Alors que sa mère, internée, glisse dans la folie et traite sa fille de traînée, l’aspirante comédienne entre dans les bureaux d’un certain Z. (Darryl F. Zanuck, patron de la 20th Century Fox à l’époque) avant de se faire violer par le nabab. Norma Jeane devient Marilyn. Sa carrière décolle. Sa vie privée stagne. Elle épouse Joe DiMaggio, la star du baseball, qui la frappe en voyant ses photos de nu. Désireuse de s’extirper d’Hollywood, elle rencontre Arthur Miller, à New York, en 1955. Le dramaturge tombe follement amoureux de la star. Ils se marient. Une parenthèse enchantée avant la lente descente aux enfers.

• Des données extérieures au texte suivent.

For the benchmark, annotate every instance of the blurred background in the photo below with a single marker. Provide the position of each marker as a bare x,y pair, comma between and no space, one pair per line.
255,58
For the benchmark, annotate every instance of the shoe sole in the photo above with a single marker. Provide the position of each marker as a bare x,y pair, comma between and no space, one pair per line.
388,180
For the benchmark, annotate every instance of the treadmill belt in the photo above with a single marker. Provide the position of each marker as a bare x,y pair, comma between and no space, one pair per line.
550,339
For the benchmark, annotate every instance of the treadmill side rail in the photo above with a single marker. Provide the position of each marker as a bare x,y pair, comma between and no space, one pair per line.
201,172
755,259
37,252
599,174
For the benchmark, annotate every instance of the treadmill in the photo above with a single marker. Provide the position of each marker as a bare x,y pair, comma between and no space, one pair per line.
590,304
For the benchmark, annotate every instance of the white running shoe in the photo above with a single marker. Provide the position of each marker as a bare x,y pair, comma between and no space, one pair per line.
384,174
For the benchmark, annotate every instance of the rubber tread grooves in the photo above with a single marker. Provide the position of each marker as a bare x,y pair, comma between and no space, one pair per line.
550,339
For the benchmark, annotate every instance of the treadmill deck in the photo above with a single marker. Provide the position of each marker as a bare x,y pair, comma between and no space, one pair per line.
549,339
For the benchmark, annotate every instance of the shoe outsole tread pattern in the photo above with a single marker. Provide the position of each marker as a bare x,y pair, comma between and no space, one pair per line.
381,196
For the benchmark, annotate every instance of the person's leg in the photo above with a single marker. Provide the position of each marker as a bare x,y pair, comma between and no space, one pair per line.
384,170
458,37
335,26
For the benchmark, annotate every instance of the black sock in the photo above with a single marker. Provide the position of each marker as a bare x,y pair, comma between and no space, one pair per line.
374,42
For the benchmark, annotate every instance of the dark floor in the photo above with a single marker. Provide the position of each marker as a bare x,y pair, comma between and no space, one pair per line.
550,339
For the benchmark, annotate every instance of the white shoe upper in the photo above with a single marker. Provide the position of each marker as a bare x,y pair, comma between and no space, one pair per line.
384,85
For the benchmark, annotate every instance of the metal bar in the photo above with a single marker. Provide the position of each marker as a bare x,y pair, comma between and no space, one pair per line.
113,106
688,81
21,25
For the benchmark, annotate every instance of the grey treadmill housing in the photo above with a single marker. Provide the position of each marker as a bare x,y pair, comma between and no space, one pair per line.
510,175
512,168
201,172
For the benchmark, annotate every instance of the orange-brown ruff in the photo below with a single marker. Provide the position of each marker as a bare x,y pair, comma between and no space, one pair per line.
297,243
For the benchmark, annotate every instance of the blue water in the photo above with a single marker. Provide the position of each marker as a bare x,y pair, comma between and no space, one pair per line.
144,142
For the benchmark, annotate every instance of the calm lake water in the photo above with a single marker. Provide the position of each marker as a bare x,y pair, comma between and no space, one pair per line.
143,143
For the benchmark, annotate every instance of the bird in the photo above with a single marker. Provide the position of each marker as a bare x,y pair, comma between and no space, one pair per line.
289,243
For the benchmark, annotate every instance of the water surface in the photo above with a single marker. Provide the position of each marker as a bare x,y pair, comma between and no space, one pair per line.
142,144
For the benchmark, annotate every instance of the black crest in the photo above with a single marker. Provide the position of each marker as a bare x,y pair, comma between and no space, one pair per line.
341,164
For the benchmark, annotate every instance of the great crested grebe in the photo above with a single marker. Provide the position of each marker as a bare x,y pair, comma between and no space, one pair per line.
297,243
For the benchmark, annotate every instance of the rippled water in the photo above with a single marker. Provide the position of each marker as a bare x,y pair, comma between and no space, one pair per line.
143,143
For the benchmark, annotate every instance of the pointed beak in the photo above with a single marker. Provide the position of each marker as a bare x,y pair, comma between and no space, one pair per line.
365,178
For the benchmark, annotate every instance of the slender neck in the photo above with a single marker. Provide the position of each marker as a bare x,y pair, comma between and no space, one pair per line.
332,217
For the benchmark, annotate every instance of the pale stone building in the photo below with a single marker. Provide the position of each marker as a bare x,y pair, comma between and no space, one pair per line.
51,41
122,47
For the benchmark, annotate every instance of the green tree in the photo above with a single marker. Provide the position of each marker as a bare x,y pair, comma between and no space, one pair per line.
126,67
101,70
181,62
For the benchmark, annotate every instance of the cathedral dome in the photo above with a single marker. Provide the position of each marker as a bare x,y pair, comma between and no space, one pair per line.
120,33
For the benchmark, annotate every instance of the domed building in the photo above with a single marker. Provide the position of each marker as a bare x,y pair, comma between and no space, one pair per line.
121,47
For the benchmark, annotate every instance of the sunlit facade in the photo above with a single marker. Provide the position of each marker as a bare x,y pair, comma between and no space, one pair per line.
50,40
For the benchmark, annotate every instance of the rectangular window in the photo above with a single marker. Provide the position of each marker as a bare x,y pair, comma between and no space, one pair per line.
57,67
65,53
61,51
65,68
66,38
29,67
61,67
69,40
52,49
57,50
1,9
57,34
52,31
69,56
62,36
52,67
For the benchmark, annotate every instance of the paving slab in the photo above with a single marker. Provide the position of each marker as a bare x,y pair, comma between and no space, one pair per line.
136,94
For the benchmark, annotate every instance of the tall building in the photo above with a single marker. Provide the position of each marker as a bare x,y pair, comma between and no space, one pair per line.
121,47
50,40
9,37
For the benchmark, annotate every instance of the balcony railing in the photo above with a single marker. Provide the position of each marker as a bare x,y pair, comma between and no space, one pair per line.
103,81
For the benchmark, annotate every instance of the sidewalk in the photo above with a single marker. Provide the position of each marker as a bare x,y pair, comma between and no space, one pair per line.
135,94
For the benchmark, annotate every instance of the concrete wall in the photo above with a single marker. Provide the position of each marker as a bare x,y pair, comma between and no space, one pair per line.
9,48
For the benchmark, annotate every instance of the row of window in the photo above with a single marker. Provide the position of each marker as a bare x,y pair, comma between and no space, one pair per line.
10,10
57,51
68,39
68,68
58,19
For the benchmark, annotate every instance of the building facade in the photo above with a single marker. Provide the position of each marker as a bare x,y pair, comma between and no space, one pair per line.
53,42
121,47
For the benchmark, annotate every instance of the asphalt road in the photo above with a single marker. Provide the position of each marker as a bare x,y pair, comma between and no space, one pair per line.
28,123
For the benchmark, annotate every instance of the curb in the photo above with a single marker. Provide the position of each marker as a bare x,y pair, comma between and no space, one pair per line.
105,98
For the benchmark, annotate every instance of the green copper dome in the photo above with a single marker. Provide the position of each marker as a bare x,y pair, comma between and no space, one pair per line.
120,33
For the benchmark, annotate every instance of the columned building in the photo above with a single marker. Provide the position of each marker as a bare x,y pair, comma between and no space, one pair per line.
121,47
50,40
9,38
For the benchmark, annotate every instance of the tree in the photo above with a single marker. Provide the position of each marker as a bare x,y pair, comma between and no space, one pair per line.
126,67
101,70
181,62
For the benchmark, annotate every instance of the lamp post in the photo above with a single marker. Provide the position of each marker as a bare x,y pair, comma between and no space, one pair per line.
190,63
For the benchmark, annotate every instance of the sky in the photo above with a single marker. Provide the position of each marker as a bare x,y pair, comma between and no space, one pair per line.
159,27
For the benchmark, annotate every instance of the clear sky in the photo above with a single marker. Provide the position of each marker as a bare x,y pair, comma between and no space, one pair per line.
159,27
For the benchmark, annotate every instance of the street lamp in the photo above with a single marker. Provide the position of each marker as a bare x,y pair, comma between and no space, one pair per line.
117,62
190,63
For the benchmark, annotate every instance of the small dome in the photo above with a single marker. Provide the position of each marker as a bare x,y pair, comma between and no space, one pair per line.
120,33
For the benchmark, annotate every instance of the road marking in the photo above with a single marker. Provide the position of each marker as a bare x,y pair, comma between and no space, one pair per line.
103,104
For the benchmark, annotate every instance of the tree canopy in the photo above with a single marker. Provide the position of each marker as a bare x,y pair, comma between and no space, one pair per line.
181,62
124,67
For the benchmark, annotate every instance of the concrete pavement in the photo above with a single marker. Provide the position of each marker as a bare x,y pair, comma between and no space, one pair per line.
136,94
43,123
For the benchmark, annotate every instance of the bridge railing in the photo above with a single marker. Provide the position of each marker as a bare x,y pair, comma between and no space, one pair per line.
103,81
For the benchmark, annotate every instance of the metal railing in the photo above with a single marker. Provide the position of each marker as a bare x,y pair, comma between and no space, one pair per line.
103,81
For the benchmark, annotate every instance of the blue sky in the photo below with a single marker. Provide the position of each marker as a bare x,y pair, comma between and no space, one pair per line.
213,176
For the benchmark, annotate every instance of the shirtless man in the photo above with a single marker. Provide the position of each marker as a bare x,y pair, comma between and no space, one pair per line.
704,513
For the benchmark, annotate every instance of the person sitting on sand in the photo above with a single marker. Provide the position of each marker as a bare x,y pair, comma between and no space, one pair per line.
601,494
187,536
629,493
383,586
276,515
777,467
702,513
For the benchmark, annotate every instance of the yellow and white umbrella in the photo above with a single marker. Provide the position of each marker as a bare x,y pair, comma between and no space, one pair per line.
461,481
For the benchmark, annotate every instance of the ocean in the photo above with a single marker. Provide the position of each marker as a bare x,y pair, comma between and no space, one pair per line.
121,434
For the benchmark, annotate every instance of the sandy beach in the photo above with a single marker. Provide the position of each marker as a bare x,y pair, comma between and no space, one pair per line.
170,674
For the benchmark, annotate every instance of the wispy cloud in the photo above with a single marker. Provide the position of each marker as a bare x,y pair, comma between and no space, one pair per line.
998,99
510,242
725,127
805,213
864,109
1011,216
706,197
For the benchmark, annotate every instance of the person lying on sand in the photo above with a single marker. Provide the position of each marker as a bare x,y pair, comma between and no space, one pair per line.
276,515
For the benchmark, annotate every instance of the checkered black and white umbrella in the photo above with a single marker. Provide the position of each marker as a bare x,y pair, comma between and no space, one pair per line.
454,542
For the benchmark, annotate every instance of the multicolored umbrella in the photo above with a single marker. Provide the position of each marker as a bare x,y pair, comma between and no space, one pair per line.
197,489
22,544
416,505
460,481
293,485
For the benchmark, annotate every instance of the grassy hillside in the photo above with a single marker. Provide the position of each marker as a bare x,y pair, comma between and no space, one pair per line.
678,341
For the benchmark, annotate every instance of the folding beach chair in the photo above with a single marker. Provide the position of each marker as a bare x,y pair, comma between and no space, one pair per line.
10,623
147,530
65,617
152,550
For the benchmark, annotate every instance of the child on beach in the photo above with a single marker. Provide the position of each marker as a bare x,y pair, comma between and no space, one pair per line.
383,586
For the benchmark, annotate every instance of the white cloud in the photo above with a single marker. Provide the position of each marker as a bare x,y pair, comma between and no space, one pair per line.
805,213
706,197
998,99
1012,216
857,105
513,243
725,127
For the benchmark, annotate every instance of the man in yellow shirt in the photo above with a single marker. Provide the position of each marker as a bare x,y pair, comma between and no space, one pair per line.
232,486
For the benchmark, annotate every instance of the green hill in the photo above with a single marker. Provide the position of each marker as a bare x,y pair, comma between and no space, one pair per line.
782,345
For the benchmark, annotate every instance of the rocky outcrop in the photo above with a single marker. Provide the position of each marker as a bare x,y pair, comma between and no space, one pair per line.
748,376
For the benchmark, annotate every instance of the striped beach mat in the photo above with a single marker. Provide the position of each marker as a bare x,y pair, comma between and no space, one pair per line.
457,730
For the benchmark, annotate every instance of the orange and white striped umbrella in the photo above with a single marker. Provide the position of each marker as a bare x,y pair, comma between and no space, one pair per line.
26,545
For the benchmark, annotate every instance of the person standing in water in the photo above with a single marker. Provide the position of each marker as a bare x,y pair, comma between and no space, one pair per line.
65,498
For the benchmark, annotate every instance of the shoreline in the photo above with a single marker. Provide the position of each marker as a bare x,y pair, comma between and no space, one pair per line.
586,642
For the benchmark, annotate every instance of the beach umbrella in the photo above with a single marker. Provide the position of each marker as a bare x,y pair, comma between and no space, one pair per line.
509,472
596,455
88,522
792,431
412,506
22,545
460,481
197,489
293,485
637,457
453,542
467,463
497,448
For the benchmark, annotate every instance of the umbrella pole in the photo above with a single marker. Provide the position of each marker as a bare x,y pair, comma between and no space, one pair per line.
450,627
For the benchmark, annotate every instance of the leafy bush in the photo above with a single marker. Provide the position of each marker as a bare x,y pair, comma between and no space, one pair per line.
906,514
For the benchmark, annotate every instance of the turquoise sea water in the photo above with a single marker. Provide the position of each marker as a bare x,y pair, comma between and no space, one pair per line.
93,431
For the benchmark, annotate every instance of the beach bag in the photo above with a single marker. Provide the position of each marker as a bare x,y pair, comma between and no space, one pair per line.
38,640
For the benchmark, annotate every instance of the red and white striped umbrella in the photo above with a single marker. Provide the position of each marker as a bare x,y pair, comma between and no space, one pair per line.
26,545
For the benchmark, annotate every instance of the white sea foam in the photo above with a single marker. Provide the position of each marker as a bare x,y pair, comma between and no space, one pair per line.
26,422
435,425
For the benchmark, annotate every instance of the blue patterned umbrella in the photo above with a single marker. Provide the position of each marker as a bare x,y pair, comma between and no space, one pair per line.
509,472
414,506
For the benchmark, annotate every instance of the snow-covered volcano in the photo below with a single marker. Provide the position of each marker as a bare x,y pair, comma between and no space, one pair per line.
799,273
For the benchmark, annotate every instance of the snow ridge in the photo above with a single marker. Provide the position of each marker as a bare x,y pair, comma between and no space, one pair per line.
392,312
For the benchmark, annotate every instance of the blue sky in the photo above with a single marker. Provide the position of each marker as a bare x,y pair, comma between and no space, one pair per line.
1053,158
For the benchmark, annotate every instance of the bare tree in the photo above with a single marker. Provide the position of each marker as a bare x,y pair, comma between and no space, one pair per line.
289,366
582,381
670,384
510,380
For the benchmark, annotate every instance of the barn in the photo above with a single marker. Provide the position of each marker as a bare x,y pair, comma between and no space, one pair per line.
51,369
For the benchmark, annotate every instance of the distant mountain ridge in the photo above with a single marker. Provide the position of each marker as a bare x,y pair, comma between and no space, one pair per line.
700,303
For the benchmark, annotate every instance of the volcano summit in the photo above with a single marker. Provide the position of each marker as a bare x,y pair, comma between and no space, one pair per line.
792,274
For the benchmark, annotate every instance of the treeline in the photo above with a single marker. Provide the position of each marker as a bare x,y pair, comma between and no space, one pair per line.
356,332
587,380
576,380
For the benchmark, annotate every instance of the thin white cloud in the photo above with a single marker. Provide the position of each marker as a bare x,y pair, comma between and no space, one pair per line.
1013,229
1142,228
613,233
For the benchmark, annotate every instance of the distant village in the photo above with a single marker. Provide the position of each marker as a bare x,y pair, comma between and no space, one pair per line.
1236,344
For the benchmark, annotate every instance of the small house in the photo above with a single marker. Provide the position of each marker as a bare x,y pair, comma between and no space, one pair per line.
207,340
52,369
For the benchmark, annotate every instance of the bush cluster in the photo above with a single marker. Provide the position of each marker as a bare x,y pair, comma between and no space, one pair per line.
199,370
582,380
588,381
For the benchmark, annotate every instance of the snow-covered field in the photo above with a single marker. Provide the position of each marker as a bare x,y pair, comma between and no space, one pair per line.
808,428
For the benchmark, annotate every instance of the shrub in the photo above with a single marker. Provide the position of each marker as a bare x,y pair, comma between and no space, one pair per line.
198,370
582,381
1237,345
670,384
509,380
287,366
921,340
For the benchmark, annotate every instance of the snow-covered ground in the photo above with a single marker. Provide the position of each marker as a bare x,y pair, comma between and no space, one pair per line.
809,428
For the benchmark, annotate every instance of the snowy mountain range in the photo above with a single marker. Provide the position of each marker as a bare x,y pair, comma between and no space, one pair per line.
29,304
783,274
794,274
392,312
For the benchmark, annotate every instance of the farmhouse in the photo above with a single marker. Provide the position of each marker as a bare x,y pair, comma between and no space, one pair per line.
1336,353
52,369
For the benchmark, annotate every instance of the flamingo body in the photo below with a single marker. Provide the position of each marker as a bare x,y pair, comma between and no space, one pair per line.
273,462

Norma Jeane se bourre de calmants, boit, reçoit des piqûres de benzédrine ou de codéine. Une furtive scène la montre en train de pratiquer une fellation présidentielle à Kennedy, qui la traite comme une prostituée. La star sombre dans la paranoïa, croit voir des visages monstrueux tout autour d’elle, avant de mourir, seule, sur le lit de sa maison, saturée de cachets, d’alcool et de larmes.

Une fascination morbide

Alternant sans réelle logique noir et blanc et couleur, dans un écran carré qui s’élargit parfois pendant un bref instant, Andrew Dominik soigne sa mise en scène ultra-stylisée et ne s’embarrasse d’aucune subtilité pour enfoncer le clou de sa vision radicale. Avec la fascination morbide d’un taxidermiste en train d’empailler son animal, allant jusqu’à inclure des plans intra-utérins de la star en train de se faire avorter, le cinéaste écarte toute lumière pour ne préserver que le sordide de l’existence de Marilyn, victime crucifiée sur l’autel du spectacle hollywoodien, exhibée, chosifiée, exploitée.

En soi, ce traitement cinématographique pourrait dégager un intérêt s’il ne se contentait pas de prétendre démystifier l’icône Monroe pour, in fine, la remystifier sous un angle nécrophage. Tant tout ici est momifié, dépourvu de toute vie, de toute incarnation qui permettrait de créer un décalage entre Norma Jeane et sa créature, Marilyn. Et comme Ana De Armas imite, très bien il est vrai, Marilyn, adoptant sans contraste la voix que la star utilise dans ses films, toutes les scènes où Norma Jeane se voit sur grand écran et répète sans cesse que cette créature n’est pas elle, qu’elle ne s’y reconnaît pas, tombent à plat, tant "Blonde" abolit toute frontière, toute distinction, entre la femme et l’actrice.

Dans l’ombre de David Lynch

Incapable de faire exister Norma Jeane Baker, qui visiblement ne l’intéresse pas, Andrew Dominik se prend les pieds dans son propre tapis; plutôt que de raconter la vampirisation d’une femme par la créature à laquelle on l’a réduite, "Blonde" paraît davantage affirmer qu’il n’y a jamais eu de Norma Jeane Baker, qu’elle n’a toujours été que Marilyn Monroe, rien d’autre qu’une image ricochant contre une image ricochant à son tour contre une image. On pourrait trouver ça captivant si cet aspect ne paraissait pas autant contradictoire avec ce que le film prétend être, le réalisateur s’évertuant à aller contre cette lecture qui, pourtant, s’impose à nous.

Plongeant progressivement vers la pure abstraction, "Blonde" opère par ailleurs de multiples clins d’œil, dans sa dernière partie, au cinéma de David Lynch. La musique, signée Nick Cave et Warren Ellis, rappelle les nappes discordantes et vaporeuses de "Twin Peaks". Le motif des flammes renvoie à "Sailor et Lula". Le ciel étoilé dans lequel Monroe cherche l’image de son père rime avec celui dans lequel John Merrick retrouve le spectre de sa mère disparue dans "Elephant Man". Et on ne pourra s’empêcher de retrouver des emprunts récurrents au définitif "Mulholland Drive", sans doute le biopic détourné le plus passionnant autour de la star hollywoodienne et derrière lequel court, à perdre haleine, ce "Blonde", exercice de style cauchemardesque embaumant la dépouille d’une actrice qui attend toujours son grand film.

Rafael Wolf/ld

"Blonde" (166’) d’Andrew Dominik, avec Ana De Armas, Adrien Brody, Julianne Nicholson. Exclusivité Netflix.